The main methods of diagnosing diseases underlying the pathology of the cerebellum are neuroimaging methods: CT, MSCT and MRI of the brain. They make it possible to detect tumors of the cerebellum, post-traumatic hematomas, congenital anomalies and degenerative changes of the cerebellum, its prolapse into the large occipital foramen and compression with displacement of neighboring anatomical formations. In the diagnosis of vascular ataxia, MRA and dopplerography of cerebral vessels are used.
Hereditary cerebellar ataxia is determined by the results of DNA diagnostics and genetic analysis. The risk of having a child with pathology in a family where cases of this disease have been noted can also be calculated.
Treatment
The treatment of a causal disease is fundamental. If cerebellar ataxia has an infectious and inflammatory genesis, it is necessary to prescribe antibacterial or antiviral therapy. If the cause lies in vascular disorders, then measures are taken to normalize blood circulation or stop cerebral bleeding. For this purpose, angioprotectors, thrombolytics, antiplatelet agents, vasodilators, anticoagulants are used in accordance with the indications. With ataxia of toxic origin, detoxification is performed: intensive infusion therapy in combination with the appointment of diuretics; in severe cases, hemosorption.

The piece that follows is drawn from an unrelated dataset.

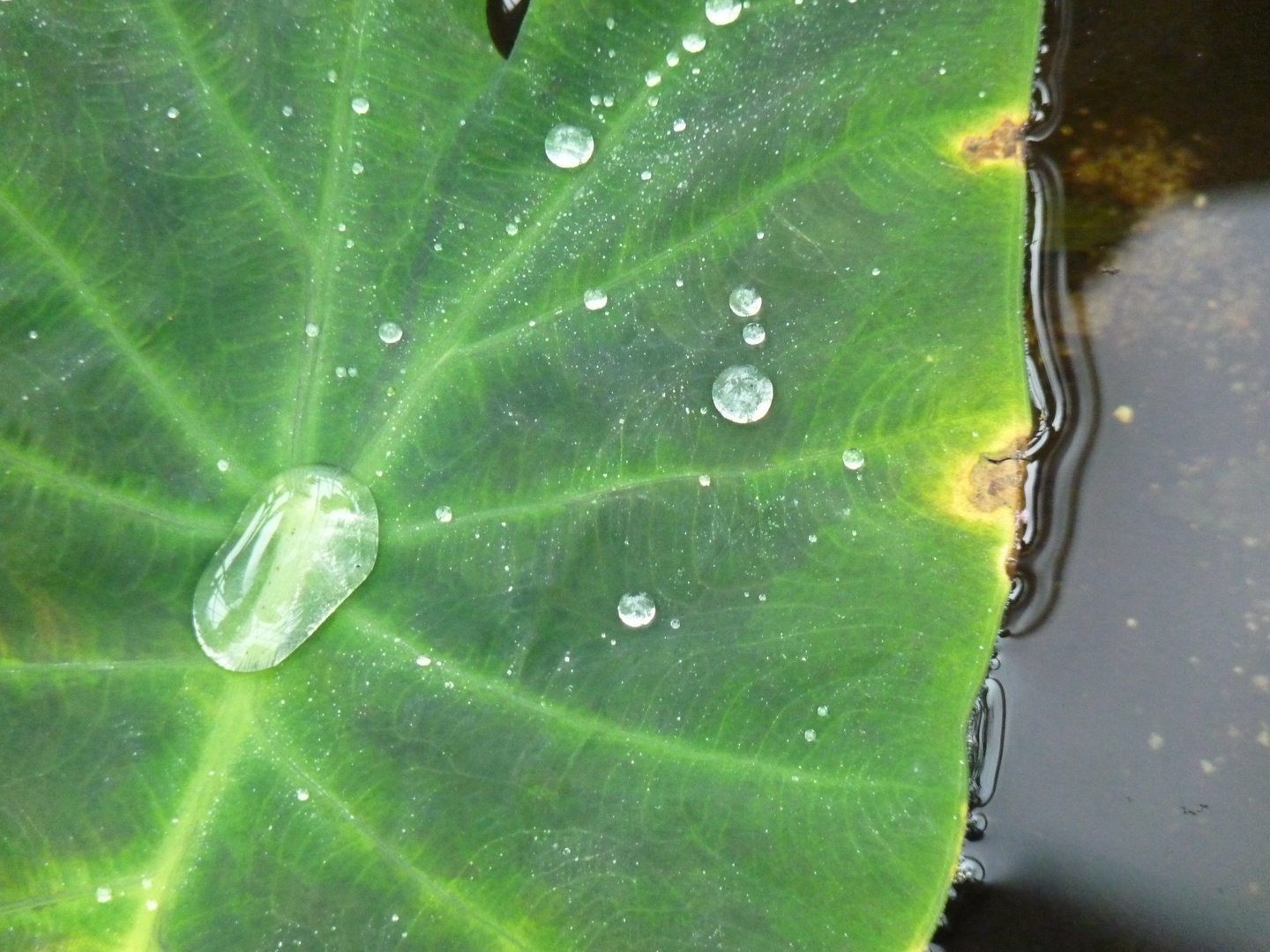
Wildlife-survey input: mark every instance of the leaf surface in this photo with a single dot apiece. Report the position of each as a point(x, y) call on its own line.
point(199, 238)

Hereditary ataxia does not yet have a radical treatment. Metabolic therapy is mainly carried out: vitamins B12, B6 and B1, ATP, meldonium, ginko biloba preparations, piracetam, etc. To improve the metabolism in skeletal muscles, increase its tone and strength, massage is recommended for patients.

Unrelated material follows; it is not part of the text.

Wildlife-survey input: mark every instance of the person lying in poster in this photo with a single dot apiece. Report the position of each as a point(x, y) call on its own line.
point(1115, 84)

Tumors of the cerebellum and posterior cranial fossa often require surgical treatment. The removal of the tumor should be as radical as possible. When the malignant nature of the tumor is established, a course of chemo- or radiotherapy treatment is additionally prescribed. For cerebellar ataxia caused by occlusion of the cerebrospinal tract and hydrocephalus, bypass surgery is used.
Prognosis and prevention
The prognosis depends entirely on the cause of cerebellar ataxia. Acute and subacute ataxia caused by vascular disorders, intoxication, inflammatory processes, with timely elimination of the causal factor (occlusion of the vessel, toxic effects, infection) and adequate treatment, can completely regress or partially persist in the form of residual phenomena. Chronically progressive, hereditary ataxias are characterized by an increasing aggravation of symptoms, leading to disability of the patient. Ataxias associated with tumor processes have the most unfavorable prognosis.
Prevention of injuries, development of vascular disorders (atherosclerosis, hypertension) and infection; compensation of endocrine and metabolic disorders; genetic counseling during pregnancy planning; timely treatment of pathology of the cerebrospinal fluid system, chronic cerebral ischemia, Chiari syndrome, processes of the posterior cranial fossa.